La seguridad privada ante las 40 horas: liderar la transición o quedarnos atrás

La reducción gradual de la jornada laboral a 40 horas semanales representa un avance social relevante para el país. Sin embargo, en actividades que operan de manera permanente, las 24 horas al día y los 7 días de la semana, la medida implica una transformación estructural que no puede minimizarse. La seguridad privada en México está sujeta a esa realidad.
No se trata de un simple ajuste administrativo. Es un cambio que modificará costos, estructuras operativas, esquemas de contratación y modelos de servicio en los próximos años.
Históricamente, la seguridad privada ha sido una industria intensiva en capital humano. Una posición continua de vigilancia suele requerir más de cuatro elementos para cubrir rotaciones, descansos y obligaciones laborales. Con la implementación de la jornada de 40 horas, esa misma posición demandará un número significativamente mayor de personal. El impacto en costos será permanente y se reflejará en toda la estructura operativa.
A este desafío se añade otro igual de complejo: la escasez de talento operativo. Las regiones industriales del país, impulsadas por el crecimiento manufacturero y la relocalización de empresas, compiten agresivamente por la mano de obra. La seguridad privada enfrenta una presión creciente para atraer y retener personal.
El impacto será especialmente sensible en los sectores residencial y comercial. Miles de condominios y fraccionamientos en todo el país destinan una parte sustancial de sus cuotas al pago de seguridad privada. Para muchas familias, ese esfuerzo marca la diferencia entre vivir con tranquilidad o con incertidumbre. Si los costos se incrementan de manera abrupta, surgirán tensiones presupuestales, decisiones difíciles y, en el peor de los casos, un crecimiento de la informalidad.
Como sector, no podemos limitarnos a trasladar incrementos al cliente final ni adoptar una postura reactiva. Lo que corresponde es liderar la transición.

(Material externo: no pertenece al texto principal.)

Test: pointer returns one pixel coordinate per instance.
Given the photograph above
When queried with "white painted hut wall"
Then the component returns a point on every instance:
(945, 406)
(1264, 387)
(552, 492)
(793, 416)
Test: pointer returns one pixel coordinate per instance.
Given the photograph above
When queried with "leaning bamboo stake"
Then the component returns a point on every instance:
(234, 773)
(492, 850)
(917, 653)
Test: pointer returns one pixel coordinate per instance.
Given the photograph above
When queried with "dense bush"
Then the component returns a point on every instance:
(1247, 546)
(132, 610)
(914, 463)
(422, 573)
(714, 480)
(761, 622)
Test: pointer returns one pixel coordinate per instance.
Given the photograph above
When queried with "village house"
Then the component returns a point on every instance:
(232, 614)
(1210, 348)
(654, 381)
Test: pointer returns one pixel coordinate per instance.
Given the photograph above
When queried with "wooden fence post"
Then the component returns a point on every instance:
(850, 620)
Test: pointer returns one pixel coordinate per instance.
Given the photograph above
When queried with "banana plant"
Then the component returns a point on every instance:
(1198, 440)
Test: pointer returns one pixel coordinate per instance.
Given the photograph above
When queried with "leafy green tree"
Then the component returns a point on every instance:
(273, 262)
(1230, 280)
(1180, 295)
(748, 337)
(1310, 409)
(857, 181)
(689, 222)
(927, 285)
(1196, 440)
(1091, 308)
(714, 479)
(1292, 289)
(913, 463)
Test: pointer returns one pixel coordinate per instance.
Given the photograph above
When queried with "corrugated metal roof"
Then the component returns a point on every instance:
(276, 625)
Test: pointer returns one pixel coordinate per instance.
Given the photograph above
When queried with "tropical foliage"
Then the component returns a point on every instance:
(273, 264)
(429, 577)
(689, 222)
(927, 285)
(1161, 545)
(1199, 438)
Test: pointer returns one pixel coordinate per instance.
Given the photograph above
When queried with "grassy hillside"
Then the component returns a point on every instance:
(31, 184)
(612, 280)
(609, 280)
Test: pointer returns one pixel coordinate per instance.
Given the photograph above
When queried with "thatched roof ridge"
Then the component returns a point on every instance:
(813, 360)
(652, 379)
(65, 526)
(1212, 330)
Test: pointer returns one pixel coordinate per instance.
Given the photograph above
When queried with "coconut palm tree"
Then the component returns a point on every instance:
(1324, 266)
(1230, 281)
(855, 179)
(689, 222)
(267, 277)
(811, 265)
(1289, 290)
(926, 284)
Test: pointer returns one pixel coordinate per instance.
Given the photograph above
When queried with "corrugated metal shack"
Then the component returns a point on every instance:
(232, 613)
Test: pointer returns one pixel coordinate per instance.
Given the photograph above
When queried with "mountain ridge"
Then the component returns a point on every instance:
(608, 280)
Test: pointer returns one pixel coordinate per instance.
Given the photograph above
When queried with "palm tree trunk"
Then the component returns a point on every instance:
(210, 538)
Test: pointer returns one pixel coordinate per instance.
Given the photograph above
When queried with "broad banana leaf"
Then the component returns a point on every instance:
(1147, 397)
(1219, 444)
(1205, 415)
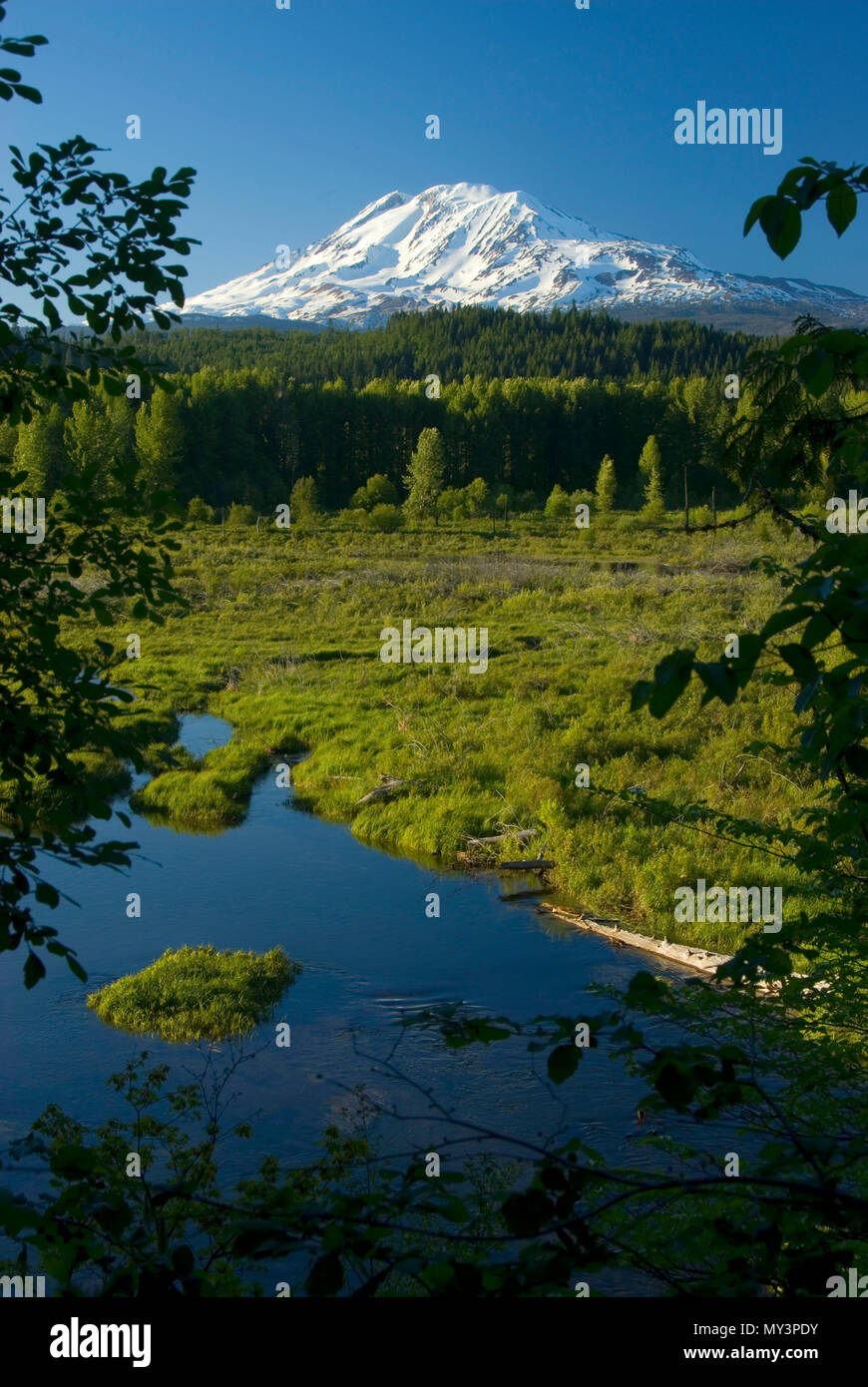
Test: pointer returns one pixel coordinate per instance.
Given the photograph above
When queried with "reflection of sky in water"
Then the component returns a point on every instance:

El modelo tradicional de vigilancia presencial deberá evolucionar hacia esquemas híbridos. La tecnología —videovigilancia inteligente, analítica de video, monitoreo remoto y controles de acceso automatizados— no elimina al personal. Reordena su función y mejora su productividad. Permite optimizar recursos, elevar estándares y ofrecer soluciones integrales en lugar de servicios aislados por posición.
La seguridad tendrá que acelerar el cambio. Las empresas líderes en el mundo ya están adoptando ese modelo con disciplina operativa. Están invirtiendo en plataformas que integran distintos sistemas en un solo tablero, combinan infraestructura propia con capacidades en la nube y automatizan tareas repetitivas para que el personal se concentre en decisiones y respuesta. También están elevando el perfil del personal con formación técnica y migrando a modelos basados en niveles de servicio y desempeño.
El guardia tradicional deberá transformarse en un técnico en seguridad integral, capacitado en gestión de riesgos, protocolos de emergencia, protección civil y operación de plataformas digitales. La profesionalización será un requisito de permanencia y una ventaja competitiva.
En paralelo, crece la exigencia de reglas claras en el uso de datos y herramientas digitales, porque la seguridad ahora también implica cuidar información, privacidad y trazabilidad.
Se producirá una inevitable consolidación del mercado. Las empresas que no inviertan en cumplimiento normativo, tecnología y capacitación enfrentarán mayores dificultades para sostener su operación. En este nuevo entorno, competir exclusivamente por precio no será una verdadera opción.
La reforma laboral representa un catalizador para modernizar la industria. Para lograrlo se requiere diálogo responsable entre autoridades, empresas y usuarios. Una transición ordenada evitará distorsiones, informalidad y deterioro en la calidad del servicio.
La seguridad privada cumple una función complementaria a la seguridad pública. Protege personas y activos en industrias, cadenas logísticas, desarrollos habitacionales y espacios comerciales que sostienen la actividad económica del país. Cualquier transformación que afecte su viabilidad operativa tendrá implicaciones más amplias de lo que puede pensarse en primera instancia.
Los tres años que durará la transición a las 40 horas marcarán un antes y un después para nuestra industria. La opción responsable es liderar la adaptación con planeación, estándares y productividad, para proteger al usuario final y asegurar la continuidad operativa.
El momento exige visión estratégica, inversión inteligente y responsabilidad sectorial. La transformación no es opcional, es la condición para fortalecer la seguridad en México en una nueva etapa laboral y económica.
Como escribió Viktor Frankl en El hombre en busca de sentido, “Cuando ya no podemos cambiar una situación, el desafío es cambiarnos a nosotros mismos”.